Drug-resistant HIV strains that pass from mother to infant can go undetected in the baby’s immune system cells and remain there for years, according to a study by Deborah Persaud, MD, of Johns Hopkins University School of Medicine and colleagues (Reuters. April 30, 2007).

AIDS Virus Hides Quickly Inside Babies’ Blood
Drug-resistant HIV strains that pass from mother to infant can go undetected in the baby’s immune system cells and remain there for years, according to a study by Deborah Persaud, MD, of Johns Hopkins University School of Medicine and colleagues (Reuters. April 30, 2007).

The practice of treating both mother and baby at delivery has slowed mother-to-child HIV transmission (MTCT) in the United States, although MTCT remains a major cause of infection in the developing world. Without treatment, about 25% of newborns become infected, either during birth or through breast-feeding.

In addition, drug-resistant HIV is on the rise globally. Resistant strains can develop in patients with HIV and then pass from person to person. Persaud and colleagues studied 21 HIV-infected infants in 10 US states. Five of the infants had been infected with drug-resistant HIV through their mothers. The researchers found that the infants’ virus moved quickly to inactive or resting CD4 T cells. While the virus was resistant to NNRTIs, protease inhibitors were effective.

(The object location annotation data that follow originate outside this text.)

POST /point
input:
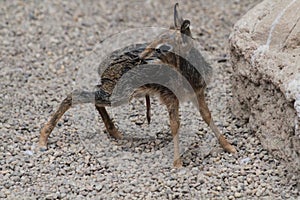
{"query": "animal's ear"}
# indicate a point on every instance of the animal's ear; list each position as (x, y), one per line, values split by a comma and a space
(185, 28)
(178, 20)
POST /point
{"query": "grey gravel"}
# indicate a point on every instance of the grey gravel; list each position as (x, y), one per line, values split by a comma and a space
(42, 44)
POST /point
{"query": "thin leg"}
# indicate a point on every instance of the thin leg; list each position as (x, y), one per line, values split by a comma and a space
(205, 113)
(49, 126)
(109, 125)
(172, 104)
(148, 107)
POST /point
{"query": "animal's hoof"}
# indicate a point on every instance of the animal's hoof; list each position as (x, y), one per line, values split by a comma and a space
(116, 134)
(226, 146)
(229, 148)
(177, 163)
(42, 148)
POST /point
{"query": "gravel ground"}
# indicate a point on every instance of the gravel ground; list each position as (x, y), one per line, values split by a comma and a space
(42, 44)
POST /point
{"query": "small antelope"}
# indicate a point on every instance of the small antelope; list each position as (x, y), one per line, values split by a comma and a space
(172, 49)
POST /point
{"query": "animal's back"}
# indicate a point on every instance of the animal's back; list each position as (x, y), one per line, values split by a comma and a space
(117, 64)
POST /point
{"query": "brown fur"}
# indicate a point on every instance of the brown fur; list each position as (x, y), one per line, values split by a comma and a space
(181, 56)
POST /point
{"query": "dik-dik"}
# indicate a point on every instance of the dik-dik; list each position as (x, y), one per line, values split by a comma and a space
(173, 49)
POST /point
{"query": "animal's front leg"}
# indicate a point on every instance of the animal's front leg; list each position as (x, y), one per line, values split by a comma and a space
(49, 126)
(172, 104)
(109, 125)
(206, 115)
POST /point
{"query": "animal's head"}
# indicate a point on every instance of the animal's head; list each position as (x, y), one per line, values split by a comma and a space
(175, 42)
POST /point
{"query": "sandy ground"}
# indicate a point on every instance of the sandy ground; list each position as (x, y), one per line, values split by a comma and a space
(45, 52)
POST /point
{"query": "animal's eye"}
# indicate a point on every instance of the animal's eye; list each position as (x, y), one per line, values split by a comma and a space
(164, 48)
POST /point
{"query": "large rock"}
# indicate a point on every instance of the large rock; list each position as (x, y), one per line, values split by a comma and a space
(265, 54)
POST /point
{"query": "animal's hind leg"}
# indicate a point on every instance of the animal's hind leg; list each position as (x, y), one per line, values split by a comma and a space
(172, 104)
(49, 126)
(208, 119)
(109, 125)
(148, 107)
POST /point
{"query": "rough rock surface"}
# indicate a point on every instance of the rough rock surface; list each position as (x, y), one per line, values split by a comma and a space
(265, 53)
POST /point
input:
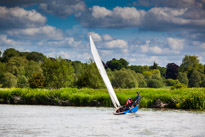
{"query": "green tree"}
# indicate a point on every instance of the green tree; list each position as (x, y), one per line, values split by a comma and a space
(9, 80)
(182, 77)
(90, 77)
(8, 53)
(189, 63)
(117, 64)
(154, 66)
(35, 56)
(171, 82)
(33, 67)
(17, 65)
(138, 69)
(141, 80)
(195, 79)
(58, 73)
(172, 71)
(124, 78)
(2, 71)
(37, 81)
(22, 81)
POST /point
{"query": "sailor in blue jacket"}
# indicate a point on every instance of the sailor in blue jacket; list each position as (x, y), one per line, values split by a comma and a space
(137, 100)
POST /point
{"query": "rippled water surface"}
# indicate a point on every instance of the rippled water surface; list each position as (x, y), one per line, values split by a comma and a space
(50, 121)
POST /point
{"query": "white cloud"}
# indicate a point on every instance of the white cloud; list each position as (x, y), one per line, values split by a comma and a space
(5, 41)
(175, 44)
(96, 37)
(44, 32)
(67, 41)
(100, 12)
(20, 18)
(116, 44)
(63, 8)
(202, 46)
(107, 37)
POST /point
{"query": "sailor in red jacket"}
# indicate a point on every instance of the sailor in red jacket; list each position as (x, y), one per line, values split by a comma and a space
(128, 103)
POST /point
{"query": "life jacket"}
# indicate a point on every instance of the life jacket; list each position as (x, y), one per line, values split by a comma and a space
(129, 103)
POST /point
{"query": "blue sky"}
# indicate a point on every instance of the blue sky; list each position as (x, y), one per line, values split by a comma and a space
(141, 31)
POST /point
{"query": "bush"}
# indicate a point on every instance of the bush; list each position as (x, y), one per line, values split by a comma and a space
(171, 82)
(179, 85)
(37, 81)
(153, 83)
(202, 83)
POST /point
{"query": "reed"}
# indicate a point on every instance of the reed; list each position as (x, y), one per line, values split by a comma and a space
(187, 98)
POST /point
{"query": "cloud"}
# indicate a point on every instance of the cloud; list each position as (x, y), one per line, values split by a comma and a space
(107, 37)
(62, 8)
(168, 3)
(155, 19)
(96, 37)
(202, 46)
(65, 42)
(19, 18)
(19, 3)
(175, 44)
(116, 44)
(44, 32)
(6, 41)
(100, 12)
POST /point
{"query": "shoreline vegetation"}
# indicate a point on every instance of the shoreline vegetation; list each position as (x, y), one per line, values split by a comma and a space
(186, 98)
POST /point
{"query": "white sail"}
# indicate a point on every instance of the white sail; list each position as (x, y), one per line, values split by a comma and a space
(103, 73)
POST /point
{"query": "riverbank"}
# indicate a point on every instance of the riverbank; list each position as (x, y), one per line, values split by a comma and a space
(189, 98)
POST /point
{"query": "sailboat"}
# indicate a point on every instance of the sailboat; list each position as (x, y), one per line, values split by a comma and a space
(106, 80)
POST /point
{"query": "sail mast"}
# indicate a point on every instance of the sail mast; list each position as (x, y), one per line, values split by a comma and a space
(103, 73)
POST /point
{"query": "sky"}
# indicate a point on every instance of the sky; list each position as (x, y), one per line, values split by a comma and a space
(140, 31)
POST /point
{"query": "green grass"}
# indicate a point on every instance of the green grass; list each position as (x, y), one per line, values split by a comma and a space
(188, 98)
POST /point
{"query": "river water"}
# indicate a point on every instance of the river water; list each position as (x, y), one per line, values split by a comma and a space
(55, 121)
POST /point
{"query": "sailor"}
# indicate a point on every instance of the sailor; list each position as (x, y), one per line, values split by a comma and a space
(129, 103)
(137, 100)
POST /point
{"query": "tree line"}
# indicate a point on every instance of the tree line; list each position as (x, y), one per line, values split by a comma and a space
(35, 70)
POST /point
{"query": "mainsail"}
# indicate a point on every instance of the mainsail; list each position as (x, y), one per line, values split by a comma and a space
(103, 73)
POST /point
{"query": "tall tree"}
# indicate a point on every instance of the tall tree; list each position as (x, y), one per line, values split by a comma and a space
(172, 71)
(182, 77)
(90, 77)
(58, 73)
(195, 79)
(9, 80)
(189, 63)
(154, 66)
(35, 56)
(8, 53)
(117, 64)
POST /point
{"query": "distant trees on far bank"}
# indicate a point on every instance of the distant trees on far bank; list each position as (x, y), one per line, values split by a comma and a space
(35, 70)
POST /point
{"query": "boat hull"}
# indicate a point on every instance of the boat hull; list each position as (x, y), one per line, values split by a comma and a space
(133, 110)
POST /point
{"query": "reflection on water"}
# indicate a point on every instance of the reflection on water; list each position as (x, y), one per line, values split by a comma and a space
(25, 120)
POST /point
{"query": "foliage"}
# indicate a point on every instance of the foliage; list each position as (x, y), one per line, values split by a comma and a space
(8, 53)
(189, 63)
(124, 78)
(35, 56)
(172, 71)
(195, 79)
(37, 81)
(90, 77)
(58, 73)
(171, 82)
(178, 85)
(138, 69)
(182, 77)
(115, 64)
(188, 98)
(9, 80)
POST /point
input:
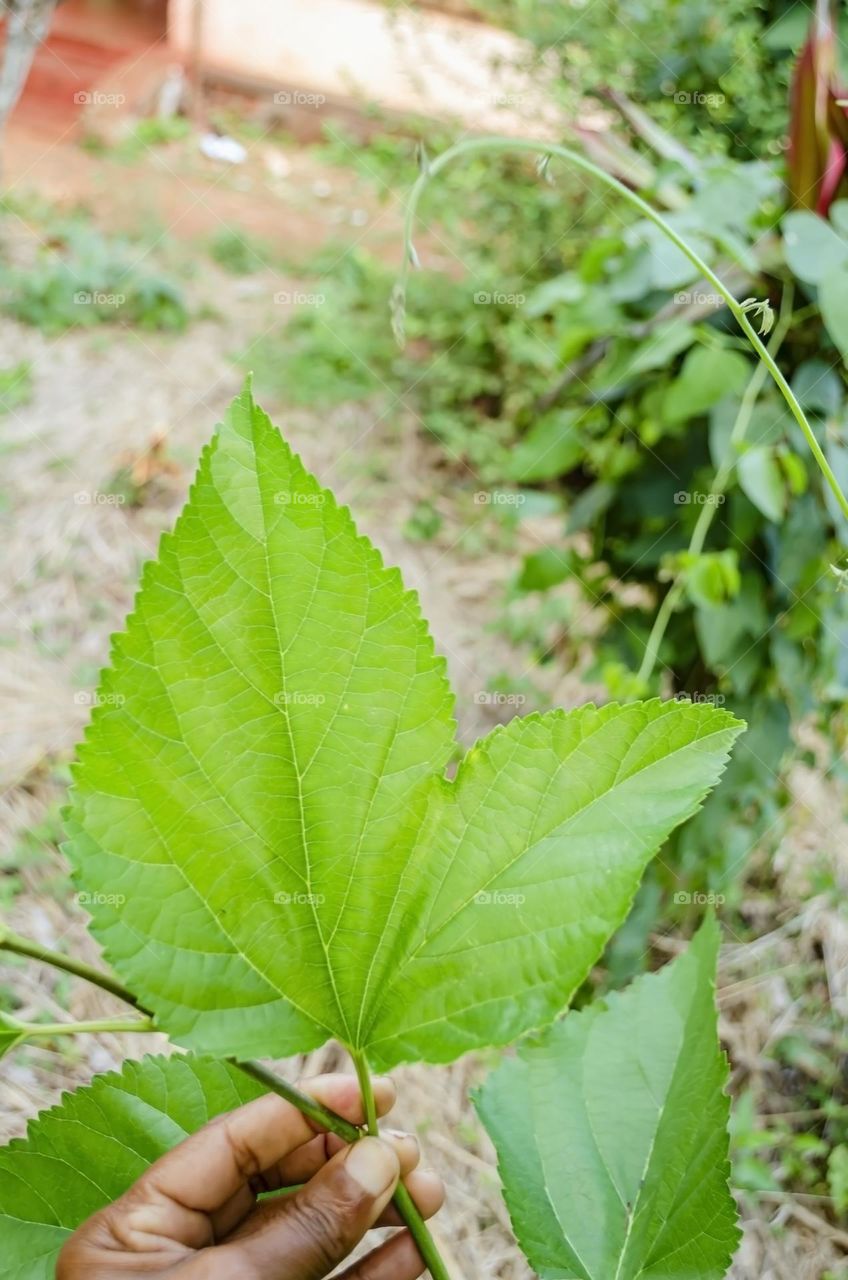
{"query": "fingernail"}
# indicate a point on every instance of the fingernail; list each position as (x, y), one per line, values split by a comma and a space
(401, 1136)
(372, 1164)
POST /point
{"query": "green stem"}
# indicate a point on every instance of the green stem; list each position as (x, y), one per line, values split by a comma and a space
(707, 513)
(366, 1089)
(404, 1202)
(495, 144)
(311, 1109)
(10, 941)
(32, 1031)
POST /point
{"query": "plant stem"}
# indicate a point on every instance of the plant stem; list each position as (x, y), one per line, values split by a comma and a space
(31, 1031)
(10, 941)
(404, 1202)
(473, 146)
(311, 1109)
(706, 516)
(366, 1089)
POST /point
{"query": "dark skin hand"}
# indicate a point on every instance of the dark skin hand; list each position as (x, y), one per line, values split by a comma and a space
(194, 1214)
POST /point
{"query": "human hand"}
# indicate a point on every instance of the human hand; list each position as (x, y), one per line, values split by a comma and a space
(194, 1214)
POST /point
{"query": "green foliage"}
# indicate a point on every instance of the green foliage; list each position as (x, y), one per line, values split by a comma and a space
(269, 634)
(115, 1127)
(616, 1115)
(85, 279)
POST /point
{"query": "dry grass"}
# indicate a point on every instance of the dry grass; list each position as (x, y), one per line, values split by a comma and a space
(65, 584)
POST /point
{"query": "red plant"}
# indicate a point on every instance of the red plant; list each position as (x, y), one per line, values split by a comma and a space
(819, 122)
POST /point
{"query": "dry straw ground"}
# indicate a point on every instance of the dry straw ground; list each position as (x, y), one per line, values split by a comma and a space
(67, 580)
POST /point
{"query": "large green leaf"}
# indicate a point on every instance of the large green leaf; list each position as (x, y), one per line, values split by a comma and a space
(86, 1152)
(611, 1132)
(261, 818)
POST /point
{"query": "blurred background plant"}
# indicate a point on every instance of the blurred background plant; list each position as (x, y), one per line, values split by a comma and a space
(573, 355)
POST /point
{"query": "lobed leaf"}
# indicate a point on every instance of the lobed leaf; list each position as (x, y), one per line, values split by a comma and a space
(260, 814)
(89, 1150)
(611, 1132)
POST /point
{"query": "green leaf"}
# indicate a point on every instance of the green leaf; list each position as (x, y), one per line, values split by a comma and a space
(90, 1148)
(833, 304)
(611, 1132)
(707, 375)
(12, 1033)
(546, 568)
(532, 859)
(762, 481)
(812, 247)
(551, 448)
(260, 814)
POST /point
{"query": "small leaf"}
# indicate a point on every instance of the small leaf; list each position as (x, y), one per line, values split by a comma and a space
(10, 1033)
(707, 375)
(762, 481)
(611, 1132)
(532, 858)
(90, 1148)
(261, 816)
(812, 246)
(833, 304)
(551, 448)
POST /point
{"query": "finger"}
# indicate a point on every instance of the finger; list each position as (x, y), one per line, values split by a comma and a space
(428, 1192)
(305, 1162)
(301, 1168)
(396, 1260)
(311, 1232)
(172, 1201)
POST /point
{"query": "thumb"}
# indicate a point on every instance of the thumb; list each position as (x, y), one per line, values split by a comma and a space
(308, 1234)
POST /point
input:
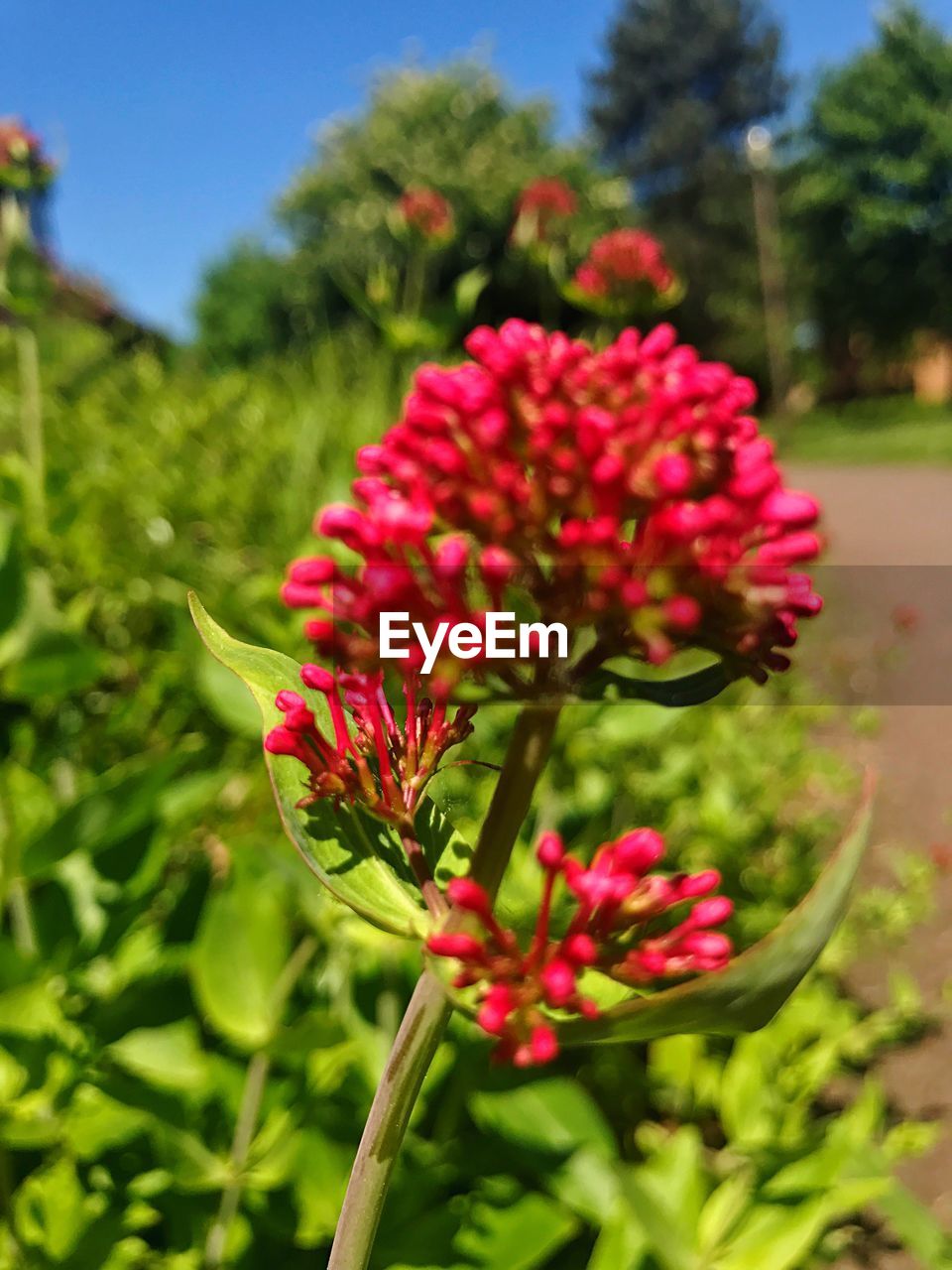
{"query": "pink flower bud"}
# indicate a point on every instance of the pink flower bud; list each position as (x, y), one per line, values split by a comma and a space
(558, 982)
(311, 571)
(543, 1044)
(791, 508)
(579, 951)
(495, 1010)
(639, 849)
(468, 896)
(465, 948)
(549, 851)
(698, 884)
(674, 474)
(316, 677)
(711, 912)
(683, 612)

“The initial transmitted drug-resistant virus will likely never be cleared from that infant with currently available treatments,” said Persaud (Persaud D, Palumbo P, Ziemniak C, et al; Pediatric AIDS Clinical Trials Group P1030 Team. J Infect Dis. 2007;195:1402-1410). [CDC HIV/Hepatitis/STD/TB Prevention News Update, Wednesday, May 9, 2007]

Researchers Find Protein That Blocks HIV
German researchers recently discovered a chain of 20 amino acids circulating in human blood that, in a test tube, inhibited HIV surface features that the virus needs to infect human cells (Russell S. San Francisco Chronicle. April 20, 2007:A-7). The peptide, which was discovered among filtrates processed during kidney dialysis, showed antiviral activity against various HIV strains, including drug-resistant HIV.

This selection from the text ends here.